Speaker
Description
The growth of small-scale structures in dark matter is hard to
access with numerical, observational and conventional analytical methods.
However, information about initial conditions and the properties of dark matter are supposed to leave their footprints in these small scale structures.
I present analytical work, where we show with Kinetic Field Theory (KFT) that the dark matter density perturbation power spectrum of cosmic structures necessarily develop a $k^{-3}$ tail when the initial phase space distribution is a Gaussian random field and trajectories are straight as in the famous Zel'dovich approximation. This result is independent of the initial power spectrum and also holds when no UV cutoff is imposed on the initial power spectrum. The power law exponent of $-3$ is a consequence of the number of spatial dimensions.

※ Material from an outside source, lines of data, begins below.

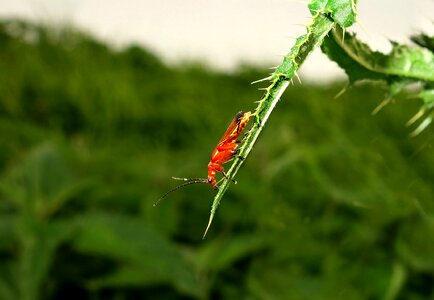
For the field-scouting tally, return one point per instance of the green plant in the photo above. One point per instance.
(403, 66)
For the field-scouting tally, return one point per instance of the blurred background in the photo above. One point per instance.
(100, 104)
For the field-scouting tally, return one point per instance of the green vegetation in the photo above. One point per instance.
(333, 203)
(401, 68)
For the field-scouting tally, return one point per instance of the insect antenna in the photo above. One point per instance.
(189, 181)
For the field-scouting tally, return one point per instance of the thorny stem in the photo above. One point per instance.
(321, 25)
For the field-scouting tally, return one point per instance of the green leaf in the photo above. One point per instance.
(130, 242)
(399, 68)
(221, 253)
(360, 62)
(39, 241)
(343, 12)
(42, 183)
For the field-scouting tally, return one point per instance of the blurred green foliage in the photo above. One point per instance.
(332, 204)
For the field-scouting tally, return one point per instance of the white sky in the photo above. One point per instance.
(224, 33)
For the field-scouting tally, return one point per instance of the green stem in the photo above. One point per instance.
(304, 45)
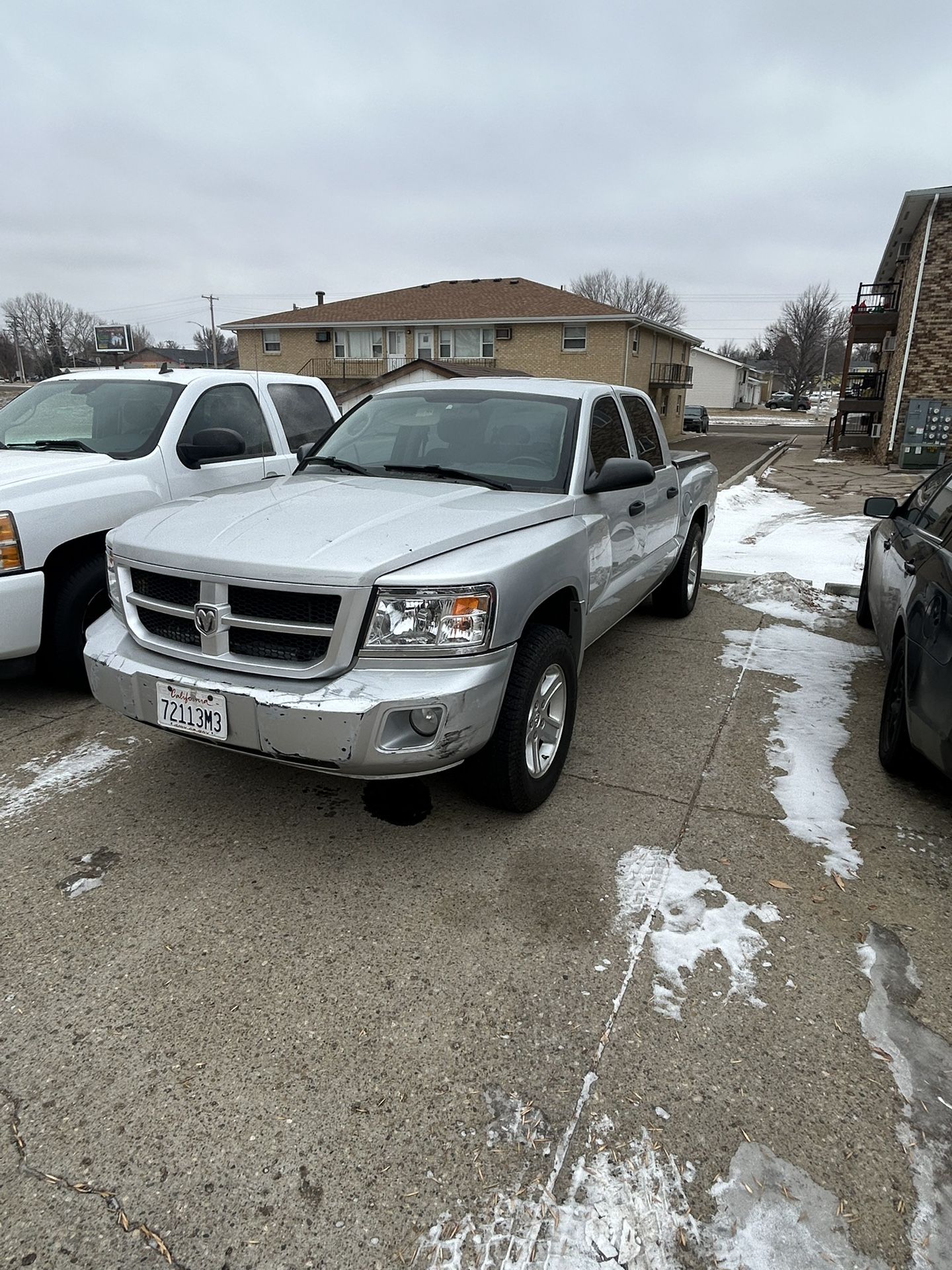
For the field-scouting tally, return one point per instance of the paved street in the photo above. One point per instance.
(263, 1027)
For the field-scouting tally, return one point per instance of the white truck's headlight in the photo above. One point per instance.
(11, 554)
(112, 581)
(430, 621)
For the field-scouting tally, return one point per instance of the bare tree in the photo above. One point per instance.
(809, 327)
(226, 345)
(648, 298)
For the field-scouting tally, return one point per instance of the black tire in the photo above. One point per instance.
(74, 601)
(678, 593)
(863, 614)
(896, 753)
(500, 773)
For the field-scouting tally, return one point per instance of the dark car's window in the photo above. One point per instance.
(302, 412)
(527, 441)
(124, 418)
(913, 507)
(608, 439)
(643, 426)
(235, 407)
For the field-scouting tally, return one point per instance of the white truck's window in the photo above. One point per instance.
(111, 417)
(302, 412)
(644, 429)
(235, 407)
(607, 439)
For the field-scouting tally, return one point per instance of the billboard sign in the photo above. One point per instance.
(113, 339)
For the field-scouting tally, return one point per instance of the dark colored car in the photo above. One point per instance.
(906, 597)
(785, 402)
(696, 418)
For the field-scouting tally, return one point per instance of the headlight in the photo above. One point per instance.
(112, 581)
(430, 621)
(11, 556)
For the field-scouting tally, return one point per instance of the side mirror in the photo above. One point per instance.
(621, 474)
(880, 507)
(211, 444)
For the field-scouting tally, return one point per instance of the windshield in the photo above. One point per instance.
(111, 417)
(524, 441)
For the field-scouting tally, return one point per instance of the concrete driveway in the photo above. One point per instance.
(249, 1023)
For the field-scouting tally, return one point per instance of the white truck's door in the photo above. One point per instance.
(222, 405)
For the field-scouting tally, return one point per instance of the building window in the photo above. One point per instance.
(360, 343)
(466, 342)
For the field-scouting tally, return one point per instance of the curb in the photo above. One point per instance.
(758, 464)
(830, 588)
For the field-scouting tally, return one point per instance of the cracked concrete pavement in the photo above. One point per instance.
(278, 1029)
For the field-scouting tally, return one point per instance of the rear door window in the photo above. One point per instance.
(303, 413)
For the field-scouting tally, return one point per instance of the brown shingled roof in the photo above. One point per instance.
(466, 300)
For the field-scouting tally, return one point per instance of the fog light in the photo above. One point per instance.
(424, 720)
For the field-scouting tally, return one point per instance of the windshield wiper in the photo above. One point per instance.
(457, 473)
(71, 444)
(342, 465)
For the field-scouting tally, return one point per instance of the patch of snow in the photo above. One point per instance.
(54, 774)
(698, 916)
(809, 730)
(760, 530)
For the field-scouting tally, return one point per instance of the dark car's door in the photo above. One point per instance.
(930, 629)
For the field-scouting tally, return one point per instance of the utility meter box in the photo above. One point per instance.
(928, 435)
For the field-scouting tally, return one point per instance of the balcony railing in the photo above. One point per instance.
(873, 299)
(370, 367)
(672, 374)
(866, 386)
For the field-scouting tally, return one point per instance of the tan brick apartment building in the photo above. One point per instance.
(492, 323)
(906, 316)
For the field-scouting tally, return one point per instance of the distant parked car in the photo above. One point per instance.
(696, 418)
(785, 402)
(906, 597)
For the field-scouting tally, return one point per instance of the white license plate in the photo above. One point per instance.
(201, 714)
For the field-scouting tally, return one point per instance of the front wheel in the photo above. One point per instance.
(678, 593)
(896, 753)
(524, 760)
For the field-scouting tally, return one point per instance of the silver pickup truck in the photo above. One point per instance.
(419, 593)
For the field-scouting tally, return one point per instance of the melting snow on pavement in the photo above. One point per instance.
(51, 775)
(698, 917)
(809, 730)
(760, 530)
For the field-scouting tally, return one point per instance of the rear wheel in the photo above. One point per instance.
(896, 753)
(863, 614)
(78, 599)
(678, 593)
(521, 765)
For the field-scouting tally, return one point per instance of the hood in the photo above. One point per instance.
(337, 530)
(26, 470)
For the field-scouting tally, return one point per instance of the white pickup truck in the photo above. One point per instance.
(81, 452)
(419, 593)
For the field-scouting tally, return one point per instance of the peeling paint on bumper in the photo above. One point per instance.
(333, 724)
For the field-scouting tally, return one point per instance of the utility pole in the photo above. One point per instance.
(17, 346)
(215, 338)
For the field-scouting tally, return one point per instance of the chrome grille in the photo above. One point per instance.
(254, 628)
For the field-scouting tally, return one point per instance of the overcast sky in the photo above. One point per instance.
(264, 150)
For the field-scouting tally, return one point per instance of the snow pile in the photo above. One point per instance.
(809, 730)
(762, 531)
(698, 917)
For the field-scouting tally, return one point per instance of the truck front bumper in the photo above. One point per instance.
(20, 614)
(354, 726)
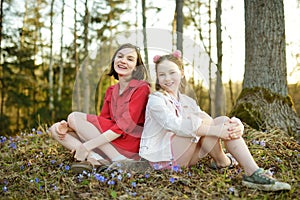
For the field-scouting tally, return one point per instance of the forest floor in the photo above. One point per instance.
(34, 166)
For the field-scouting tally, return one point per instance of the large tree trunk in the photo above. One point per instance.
(51, 96)
(86, 83)
(264, 100)
(179, 24)
(145, 32)
(220, 100)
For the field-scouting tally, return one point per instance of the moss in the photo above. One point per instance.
(248, 114)
(266, 94)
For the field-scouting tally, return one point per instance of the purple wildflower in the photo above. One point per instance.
(67, 167)
(111, 182)
(133, 184)
(100, 178)
(231, 190)
(119, 177)
(4, 189)
(147, 175)
(172, 180)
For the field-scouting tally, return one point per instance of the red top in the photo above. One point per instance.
(125, 114)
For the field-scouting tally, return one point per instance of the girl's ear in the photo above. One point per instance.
(182, 73)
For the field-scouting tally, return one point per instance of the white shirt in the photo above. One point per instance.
(163, 120)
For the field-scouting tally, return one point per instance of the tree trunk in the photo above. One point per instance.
(1, 62)
(179, 24)
(61, 66)
(264, 101)
(51, 98)
(144, 31)
(76, 97)
(219, 100)
(86, 84)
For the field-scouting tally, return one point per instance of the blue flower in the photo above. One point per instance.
(4, 189)
(231, 190)
(176, 168)
(262, 143)
(147, 175)
(100, 178)
(13, 145)
(172, 180)
(111, 182)
(2, 139)
(67, 167)
(119, 177)
(157, 166)
(112, 175)
(133, 184)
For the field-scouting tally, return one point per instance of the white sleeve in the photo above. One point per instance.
(166, 117)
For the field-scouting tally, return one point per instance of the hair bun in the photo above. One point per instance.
(156, 58)
(177, 53)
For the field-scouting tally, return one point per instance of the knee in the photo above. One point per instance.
(52, 130)
(74, 118)
(221, 119)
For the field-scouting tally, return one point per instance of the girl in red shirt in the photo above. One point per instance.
(115, 134)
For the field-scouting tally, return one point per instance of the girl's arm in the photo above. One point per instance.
(167, 118)
(83, 150)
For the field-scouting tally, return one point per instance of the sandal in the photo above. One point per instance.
(233, 163)
(262, 181)
(79, 167)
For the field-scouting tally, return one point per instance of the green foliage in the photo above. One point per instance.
(34, 166)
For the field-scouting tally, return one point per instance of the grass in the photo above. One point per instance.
(34, 166)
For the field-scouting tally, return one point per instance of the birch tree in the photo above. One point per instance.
(264, 101)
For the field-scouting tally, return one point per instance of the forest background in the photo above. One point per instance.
(54, 53)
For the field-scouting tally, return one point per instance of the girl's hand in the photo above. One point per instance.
(237, 128)
(62, 129)
(81, 153)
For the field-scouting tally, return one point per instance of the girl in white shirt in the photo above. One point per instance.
(178, 133)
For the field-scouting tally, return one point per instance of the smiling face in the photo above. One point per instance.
(169, 76)
(125, 62)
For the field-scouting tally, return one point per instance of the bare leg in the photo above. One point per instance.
(183, 150)
(241, 153)
(69, 141)
(87, 131)
(213, 147)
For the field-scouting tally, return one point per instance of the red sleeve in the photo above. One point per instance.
(132, 120)
(105, 119)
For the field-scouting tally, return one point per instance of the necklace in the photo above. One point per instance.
(175, 102)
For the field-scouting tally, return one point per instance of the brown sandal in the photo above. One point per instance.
(79, 167)
(233, 163)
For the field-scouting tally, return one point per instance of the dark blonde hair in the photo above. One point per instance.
(175, 59)
(140, 73)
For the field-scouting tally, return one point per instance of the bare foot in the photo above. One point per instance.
(62, 129)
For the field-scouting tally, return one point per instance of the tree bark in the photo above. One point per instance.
(219, 100)
(144, 31)
(179, 24)
(51, 97)
(264, 102)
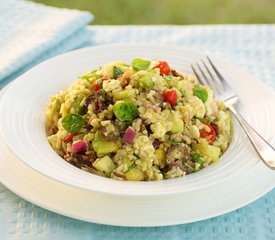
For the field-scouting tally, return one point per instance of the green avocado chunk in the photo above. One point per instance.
(103, 147)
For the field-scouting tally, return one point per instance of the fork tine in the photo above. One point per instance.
(197, 75)
(207, 80)
(224, 83)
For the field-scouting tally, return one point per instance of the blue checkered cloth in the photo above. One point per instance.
(251, 47)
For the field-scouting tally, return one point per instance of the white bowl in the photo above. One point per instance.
(41, 176)
(23, 127)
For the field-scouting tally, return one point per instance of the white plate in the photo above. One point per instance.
(101, 200)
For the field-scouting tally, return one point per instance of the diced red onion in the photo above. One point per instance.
(179, 165)
(149, 105)
(129, 135)
(189, 117)
(79, 146)
(156, 143)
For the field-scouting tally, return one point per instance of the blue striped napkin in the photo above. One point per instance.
(29, 30)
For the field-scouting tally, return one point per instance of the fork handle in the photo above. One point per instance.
(265, 151)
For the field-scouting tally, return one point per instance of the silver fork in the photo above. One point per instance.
(224, 92)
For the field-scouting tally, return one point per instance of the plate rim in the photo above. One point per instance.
(190, 50)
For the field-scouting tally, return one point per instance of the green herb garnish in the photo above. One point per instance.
(201, 93)
(140, 64)
(73, 122)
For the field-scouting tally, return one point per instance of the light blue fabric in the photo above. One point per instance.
(27, 30)
(251, 47)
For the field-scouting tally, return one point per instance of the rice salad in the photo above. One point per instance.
(139, 122)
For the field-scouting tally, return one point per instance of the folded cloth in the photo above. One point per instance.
(29, 30)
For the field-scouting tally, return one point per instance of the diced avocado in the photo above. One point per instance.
(160, 153)
(135, 174)
(104, 165)
(103, 147)
(181, 86)
(210, 151)
(76, 106)
(178, 125)
(109, 69)
(146, 81)
(125, 94)
(56, 104)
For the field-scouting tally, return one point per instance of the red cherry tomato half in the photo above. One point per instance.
(96, 86)
(68, 138)
(163, 68)
(209, 134)
(170, 96)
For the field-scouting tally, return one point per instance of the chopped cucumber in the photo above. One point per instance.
(104, 165)
(178, 125)
(103, 147)
(146, 81)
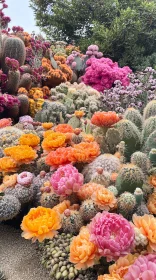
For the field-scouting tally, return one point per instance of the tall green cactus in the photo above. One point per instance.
(13, 47)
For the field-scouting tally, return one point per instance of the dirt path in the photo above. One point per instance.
(18, 258)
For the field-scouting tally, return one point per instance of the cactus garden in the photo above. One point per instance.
(77, 160)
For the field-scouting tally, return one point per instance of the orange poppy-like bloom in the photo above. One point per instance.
(5, 122)
(106, 119)
(79, 114)
(104, 199)
(40, 223)
(64, 128)
(88, 137)
(47, 125)
(21, 153)
(22, 91)
(30, 139)
(83, 253)
(8, 181)
(59, 157)
(85, 152)
(152, 180)
(87, 190)
(7, 164)
(53, 141)
(151, 204)
(147, 226)
(122, 265)
(61, 207)
(109, 277)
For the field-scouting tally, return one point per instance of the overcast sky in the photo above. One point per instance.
(21, 15)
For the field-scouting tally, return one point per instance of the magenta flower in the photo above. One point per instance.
(112, 234)
(66, 180)
(144, 268)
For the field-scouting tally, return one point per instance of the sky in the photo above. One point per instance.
(21, 15)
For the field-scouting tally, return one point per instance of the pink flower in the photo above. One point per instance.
(144, 268)
(112, 234)
(25, 178)
(66, 180)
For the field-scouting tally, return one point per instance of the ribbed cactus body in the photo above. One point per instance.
(24, 105)
(13, 48)
(26, 81)
(13, 81)
(150, 110)
(130, 177)
(130, 134)
(134, 116)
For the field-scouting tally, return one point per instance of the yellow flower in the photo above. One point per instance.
(40, 223)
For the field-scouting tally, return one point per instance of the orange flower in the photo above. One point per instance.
(47, 125)
(61, 207)
(151, 204)
(109, 277)
(59, 157)
(40, 223)
(5, 122)
(8, 181)
(152, 180)
(83, 252)
(147, 226)
(21, 153)
(7, 164)
(85, 152)
(64, 128)
(30, 139)
(122, 265)
(104, 199)
(53, 141)
(87, 190)
(79, 114)
(106, 119)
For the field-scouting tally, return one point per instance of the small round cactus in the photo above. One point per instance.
(88, 210)
(71, 221)
(9, 207)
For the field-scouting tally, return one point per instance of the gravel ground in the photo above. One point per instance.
(19, 259)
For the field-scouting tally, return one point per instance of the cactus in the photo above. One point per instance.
(152, 157)
(150, 110)
(71, 221)
(148, 127)
(126, 204)
(134, 116)
(13, 81)
(112, 139)
(9, 207)
(50, 112)
(24, 104)
(13, 48)
(74, 122)
(129, 177)
(25, 81)
(88, 210)
(130, 134)
(141, 160)
(108, 162)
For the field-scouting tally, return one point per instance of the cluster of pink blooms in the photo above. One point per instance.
(66, 180)
(16, 29)
(25, 178)
(12, 64)
(112, 234)
(93, 51)
(102, 73)
(143, 268)
(7, 101)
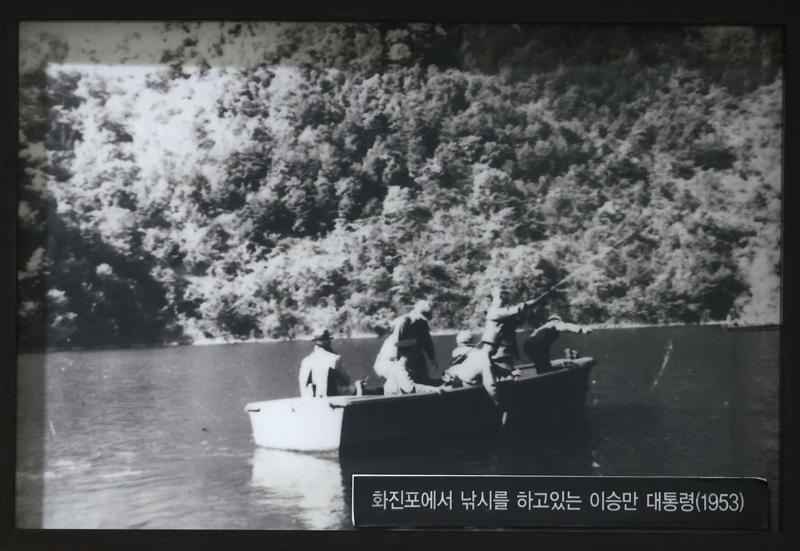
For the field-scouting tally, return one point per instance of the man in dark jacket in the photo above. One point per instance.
(537, 345)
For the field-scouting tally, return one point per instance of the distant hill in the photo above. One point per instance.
(258, 180)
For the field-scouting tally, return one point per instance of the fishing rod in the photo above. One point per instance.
(575, 272)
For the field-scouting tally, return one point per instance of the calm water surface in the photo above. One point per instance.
(158, 438)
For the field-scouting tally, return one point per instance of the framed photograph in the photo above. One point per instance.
(265, 261)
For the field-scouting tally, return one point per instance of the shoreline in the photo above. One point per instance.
(436, 333)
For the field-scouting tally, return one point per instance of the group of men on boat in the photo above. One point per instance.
(408, 353)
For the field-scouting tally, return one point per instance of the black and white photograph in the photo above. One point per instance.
(258, 258)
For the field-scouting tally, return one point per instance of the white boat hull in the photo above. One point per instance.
(322, 424)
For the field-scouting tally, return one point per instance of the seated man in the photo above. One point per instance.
(405, 354)
(537, 345)
(321, 374)
(464, 345)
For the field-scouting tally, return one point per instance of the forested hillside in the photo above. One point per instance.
(192, 181)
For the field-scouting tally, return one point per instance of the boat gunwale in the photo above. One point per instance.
(336, 402)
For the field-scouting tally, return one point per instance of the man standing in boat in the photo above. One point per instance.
(537, 345)
(500, 331)
(320, 372)
(405, 355)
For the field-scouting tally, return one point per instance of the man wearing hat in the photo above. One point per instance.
(464, 345)
(320, 372)
(537, 345)
(405, 354)
(500, 331)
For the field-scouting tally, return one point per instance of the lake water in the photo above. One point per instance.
(158, 438)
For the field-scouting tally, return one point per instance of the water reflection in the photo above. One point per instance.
(309, 485)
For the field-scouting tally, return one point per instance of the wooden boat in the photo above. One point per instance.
(320, 424)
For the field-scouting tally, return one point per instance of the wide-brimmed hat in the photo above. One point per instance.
(321, 335)
(423, 306)
(498, 290)
(464, 338)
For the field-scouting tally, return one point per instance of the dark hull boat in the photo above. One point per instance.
(319, 424)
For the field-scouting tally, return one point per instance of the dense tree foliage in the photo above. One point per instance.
(256, 180)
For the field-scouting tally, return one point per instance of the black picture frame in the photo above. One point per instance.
(737, 12)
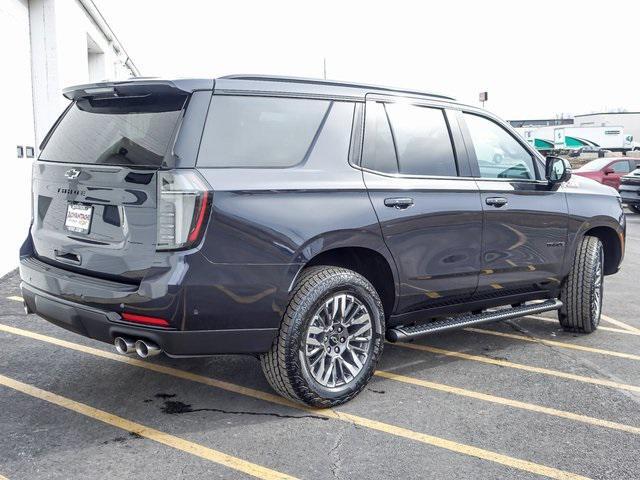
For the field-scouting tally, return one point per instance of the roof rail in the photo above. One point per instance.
(333, 83)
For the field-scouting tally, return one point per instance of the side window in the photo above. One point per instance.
(422, 140)
(499, 155)
(621, 167)
(260, 131)
(378, 152)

Our result implies that universal small-scale structures necessarily form even when they are absent initially. From the asymptotic expansion that we derive, we are able to deduce time, length and mass scales characteristic for small structures in dark matter. These scales potentially leave measurable imprints in observables related to the CMB or the era of reionization, giving hints to the primordial n_s and the temperature of dark matter.
Additionally, in the analytical framework of KFT, particle-particle interactions beyond the Zel'dovich approximation can be computed with a mean field approach. This non-linear power spectrum agrees within a few percent with numerical simulations. We show that in this mean field theory, the power spectrum also has an asymptotic $k^{-3}$ tail, proving the universality of cosmic structures.